Yes, we plan on 'burning' any default credential on the system. The only legitimate password will be the passwords we set.

stradling commented 2 years ago

Excellent!

To extend:

  1. Mechanism for full rollout and randomization of all creds on the system in one operation
  2. Mechanism to dump the results into an certificate-encrypted format, suitable for printing a backup password sheet
miguelgila commented 2 years ago

This is excellent!!! 👍

My only suggestion regarding the API would be to evaluate whether it'd make sense to add the capability to list all stored credentials in a way that permits the synchronisation with external password managers. This can be very useful for sites having personnel doing on-call interventions in the event that SCSD is unavailable.

andyw-lala commented 2 years ago

I would like to see some detail around the expected handling of edge/corner cases (replaced/moved/reworked endpoints, etc) Steady state doesn't bother me, it is the less travelled paths that keep me awake at night for work like this.

Solutions are not required, but documenting minimal expected behaviour; ramifications for service events, catastrophic data loss; other gotchas; etc would help frame this proposal better.

nieuwsma commented 2 years ago

Great callout Andy. This document is a high level design and I would ultimately expect the implementation team to really flesh that out, but Ill provide some comments.

I agree with your concern. What 'concerns' me the most is around the blade swap or 'unexpected' rediscovery scenario. I would expect that we would need to come up with a process, and wherever possible automation, to move credentials around. This is especially tricky if the CEC's havent been pre-programmed.
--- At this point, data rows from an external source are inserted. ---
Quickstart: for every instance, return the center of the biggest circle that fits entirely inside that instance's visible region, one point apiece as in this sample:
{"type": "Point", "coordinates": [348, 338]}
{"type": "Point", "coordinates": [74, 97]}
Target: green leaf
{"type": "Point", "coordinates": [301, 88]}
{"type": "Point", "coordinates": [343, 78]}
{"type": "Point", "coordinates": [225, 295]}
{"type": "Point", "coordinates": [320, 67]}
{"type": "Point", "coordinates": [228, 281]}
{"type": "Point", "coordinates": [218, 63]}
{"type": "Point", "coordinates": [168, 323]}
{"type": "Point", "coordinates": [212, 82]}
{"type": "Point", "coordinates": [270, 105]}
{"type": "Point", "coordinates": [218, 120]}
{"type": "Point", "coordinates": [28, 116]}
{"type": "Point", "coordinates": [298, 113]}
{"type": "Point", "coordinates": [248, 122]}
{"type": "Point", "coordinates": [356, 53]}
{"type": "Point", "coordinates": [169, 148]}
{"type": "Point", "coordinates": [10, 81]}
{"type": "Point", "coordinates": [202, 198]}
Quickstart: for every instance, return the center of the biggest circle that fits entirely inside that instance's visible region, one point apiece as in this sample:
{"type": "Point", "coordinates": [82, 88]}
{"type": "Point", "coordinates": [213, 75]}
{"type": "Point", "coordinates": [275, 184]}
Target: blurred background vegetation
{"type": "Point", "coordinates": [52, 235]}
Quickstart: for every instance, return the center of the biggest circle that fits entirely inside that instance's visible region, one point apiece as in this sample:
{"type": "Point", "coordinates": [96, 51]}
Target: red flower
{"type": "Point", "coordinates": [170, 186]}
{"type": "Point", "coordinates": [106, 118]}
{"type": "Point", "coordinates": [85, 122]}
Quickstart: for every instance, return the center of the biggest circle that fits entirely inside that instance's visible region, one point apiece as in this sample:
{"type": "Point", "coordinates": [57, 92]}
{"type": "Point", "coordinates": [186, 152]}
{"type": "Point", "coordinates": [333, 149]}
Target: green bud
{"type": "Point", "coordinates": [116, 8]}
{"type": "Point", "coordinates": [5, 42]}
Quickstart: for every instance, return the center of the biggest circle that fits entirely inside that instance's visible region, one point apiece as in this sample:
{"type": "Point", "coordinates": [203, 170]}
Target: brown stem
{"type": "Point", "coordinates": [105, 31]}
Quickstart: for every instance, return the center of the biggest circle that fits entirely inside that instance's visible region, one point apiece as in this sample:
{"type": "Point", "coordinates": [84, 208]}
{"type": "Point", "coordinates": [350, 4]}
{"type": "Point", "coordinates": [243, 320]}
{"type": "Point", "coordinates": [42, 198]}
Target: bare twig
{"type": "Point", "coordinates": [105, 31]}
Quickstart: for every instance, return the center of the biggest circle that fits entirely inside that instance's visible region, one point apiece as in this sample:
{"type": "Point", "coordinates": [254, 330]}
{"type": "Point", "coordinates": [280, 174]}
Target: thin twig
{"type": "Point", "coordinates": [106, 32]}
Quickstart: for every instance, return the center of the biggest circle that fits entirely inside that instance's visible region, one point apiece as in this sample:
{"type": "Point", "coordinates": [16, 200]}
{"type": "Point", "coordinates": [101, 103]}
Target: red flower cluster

The negative effect of these processes going wrong is mostly debug gets harder, because it may take some time to realize that the expected credential is not accurate. The ramification is that potentially a manual, physical hardware recovery process might need to be undertaken to rectify the device credential. One-offs would be annoying but manageable, but 'loosing' credentials for a higher number of nodes would be probably exponentially more frustrating.

I think ultimately as we go towards implementation understanding the direct mfg and field impacts would be good.